Anujan Ezhikode was raised in a rural community, in India, where all aspects of daily life were intertwined with religious and folk rituals, which combined music, dance, theater, and visual art. This experience was further augmented by his training in the classical theater arts at the Kerala State Academy of Arts (the Kerala Kalamandalam). This background of vibrant color, movement, and images distilled in him and still appears as a constant residue in his work. Some opportunities that helped grow his artistic aesthetic in the US were a “Diverse Forms Artists Projects Regional Initiative Grant”, a “Project Studio Program Residency at Painting Space 122”, an installation for the “Mid-Manhattan library Art in Windows series” and a “Manhattan Graphics Center Fall Printmaking Scholarship”.
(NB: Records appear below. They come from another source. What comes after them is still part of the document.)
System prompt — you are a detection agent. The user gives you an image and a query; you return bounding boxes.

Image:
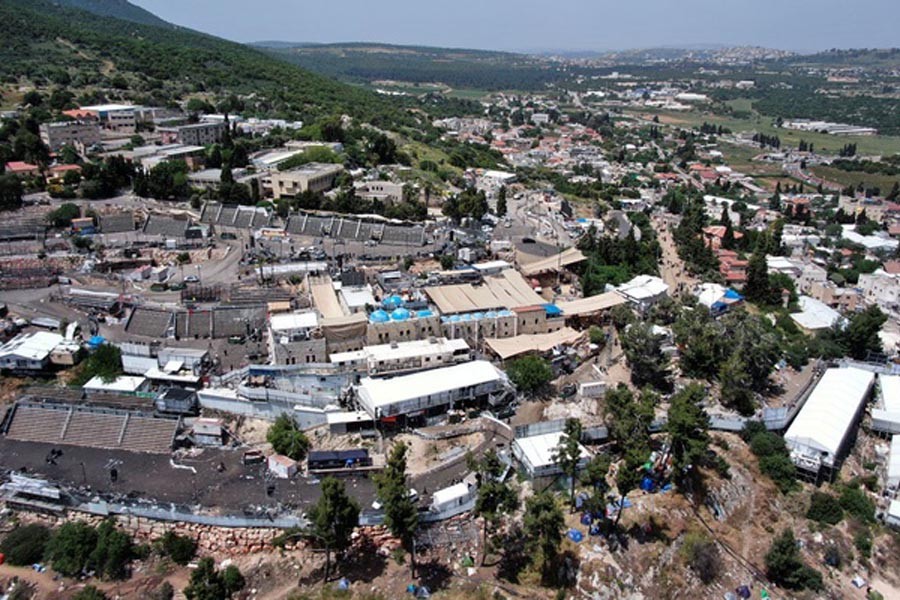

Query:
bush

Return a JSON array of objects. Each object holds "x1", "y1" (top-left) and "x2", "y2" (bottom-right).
[
  {"x1": 765, "y1": 529, "x2": 823, "y2": 590},
  {"x1": 0, "y1": 525, "x2": 50, "y2": 567},
  {"x1": 682, "y1": 533, "x2": 722, "y2": 584},
  {"x1": 840, "y1": 485, "x2": 875, "y2": 523},
  {"x1": 72, "y1": 585, "x2": 108, "y2": 600},
  {"x1": 853, "y1": 528, "x2": 872, "y2": 558},
  {"x1": 47, "y1": 521, "x2": 97, "y2": 577},
  {"x1": 266, "y1": 415, "x2": 309, "y2": 460},
  {"x1": 156, "y1": 531, "x2": 197, "y2": 565},
  {"x1": 806, "y1": 492, "x2": 844, "y2": 525}
]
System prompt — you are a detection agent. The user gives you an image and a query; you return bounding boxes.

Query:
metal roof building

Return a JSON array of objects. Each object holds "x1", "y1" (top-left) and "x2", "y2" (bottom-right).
[
  {"x1": 784, "y1": 367, "x2": 875, "y2": 475},
  {"x1": 357, "y1": 360, "x2": 509, "y2": 419}
]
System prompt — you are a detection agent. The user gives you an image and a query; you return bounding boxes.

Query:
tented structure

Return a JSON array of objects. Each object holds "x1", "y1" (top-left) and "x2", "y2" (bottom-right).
[{"x1": 784, "y1": 367, "x2": 875, "y2": 475}]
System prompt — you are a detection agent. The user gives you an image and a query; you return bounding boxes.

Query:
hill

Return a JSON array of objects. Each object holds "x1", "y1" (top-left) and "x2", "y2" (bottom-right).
[
  {"x1": 47, "y1": 0, "x2": 175, "y2": 27},
  {"x1": 255, "y1": 42, "x2": 564, "y2": 90},
  {"x1": 0, "y1": 0, "x2": 412, "y2": 127}
]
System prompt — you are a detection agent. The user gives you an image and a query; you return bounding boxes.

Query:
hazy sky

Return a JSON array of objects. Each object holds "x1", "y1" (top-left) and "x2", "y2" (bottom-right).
[{"x1": 132, "y1": 0, "x2": 900, "y2": 50}]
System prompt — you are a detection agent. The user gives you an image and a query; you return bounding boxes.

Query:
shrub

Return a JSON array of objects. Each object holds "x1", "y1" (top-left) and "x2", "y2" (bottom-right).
[
  {"x1": 47, "y1": 521, "x2": 97, "y2": 577},
  {"x1": 682, "y1": 533, "x2": 722, "y2": 584},
  {"x1": 72, "y1": 585, "x2": 108, "y2": 600},
  {"x1": 0, "y1": 525, "x2": 50, "y2": 566},
  {"x1": 156, "y1": 531, "x2": 197, "y2": 565},
  {"x1": 840, "y1": 485, "x2": 875, "y2": 523},
  {"x1": 806, "y1": 492, "x2": 844, "y2": 525}
]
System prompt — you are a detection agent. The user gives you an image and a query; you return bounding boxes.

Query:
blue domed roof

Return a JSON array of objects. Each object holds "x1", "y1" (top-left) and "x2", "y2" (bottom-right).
[
  {"x1": 369, "y1": 308, "x2": 391, "y2": 323},
  {"x1": 391, "y1": 308, "x2": 409, "y2": 321},
  {"x1": 381, "y1": 294, "x2": 403, "y2": 309}
]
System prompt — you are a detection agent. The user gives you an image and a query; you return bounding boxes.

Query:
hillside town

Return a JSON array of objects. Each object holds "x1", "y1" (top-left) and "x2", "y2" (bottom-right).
[{"x1": 0, "y1": 1, "x2": 900, "y2": 600}]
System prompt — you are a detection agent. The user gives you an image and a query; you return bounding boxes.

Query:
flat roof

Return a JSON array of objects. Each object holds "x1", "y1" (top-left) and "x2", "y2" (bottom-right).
[
  {"x1": 82, "y1": 375, "x2": 147, "y2": 392},
  {"x1": 791, "y1": 296, "x2": 841, "y2": 331},
  {"x1": 513, "y1": 431, "x2": 591, "y2": 469},
  {"x1": 556, "y1": 292, "x2": 628, "y2": 317},
  {"x1": 269, "y1": 310, "x2": 319, "y2": 331},
  {"x1": 878, "y1": 375, "x2": 900, "y2": 412},
  {"x1": 484, "y1": 327, "x2": 583, "y2": 360},
  {"x1": 359, "y1": 360, "x2": 506, "y2": 408},
  {"x1": 0, "y1": 331, "x2": 64, "y2": 360},
  {"x1": 784, "y1": 367, "x2": 875, "y2": 464}
]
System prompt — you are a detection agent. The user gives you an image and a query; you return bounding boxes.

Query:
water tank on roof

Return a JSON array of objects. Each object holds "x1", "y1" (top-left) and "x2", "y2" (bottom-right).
[{"x1": 391, "y1": 307, "x2": 410, "y2": 321}]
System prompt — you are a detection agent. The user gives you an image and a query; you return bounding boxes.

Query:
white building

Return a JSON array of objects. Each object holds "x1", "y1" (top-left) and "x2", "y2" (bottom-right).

In 2009, he was one of six artists whose work and words were featured in an audio, video, and live presentation for the National Day of Listening at the NYPL on Fifth Avenue. The interview material is archived at the Library of Congress. In 2010, his solo show “Journey Through Broken Bubbles” was held at the UUFH Gallery in Huntington, NY and he was the featured artist at the Brooklyn Waterfront Artists Coalition’s show “Lineage” where he presented an installation, print and painting project, “Transparent Space”. Among the many exhibits he participated in 2011 were the Brooklyn Waterfront Artists Coalition’s show “Wide Open 2” juried by Nathan Trotman, curator, Solomon R.Guggenheim Museum and the Newark Annual Arts Festival’s Invitational Artist Exhibition “ IRONBOUND UNBOUND #2”.
My work deals with cultural identity, displacement and memory. I am reinterpreting that familiar place which overtime can’t help but be altered and reimagined. As the past unwinds, there is a longing to reconnect. Connections once broken become retied and memories long hidden resurface. Color, images, and time all intersect with an absence of boundaries.
My earliest influences of Indian temple arts, folk and religious rituals, and classical music and dance fuels the narrative in my work. All of these art forms, especially my theatrical training, taught me the importance of having movement, light, and color in my visual vocabulary.
By using materials that also have history, whether layering image over image, working with recycled paper, found materials, or borrowed fabrics each contributes, in its own way, to this idea of the past unraveling. They bring an already existing personal imprint.
Flow and fragmentation, obscuring and revealing; my work explores the way we are confronted by a world that seems veiled to us. Words and images are hidden. We are well aware of what lies behind the curtain; it is part of our memory. You can walk through it, it is always visible…you are only adding your own new layers, one at a time.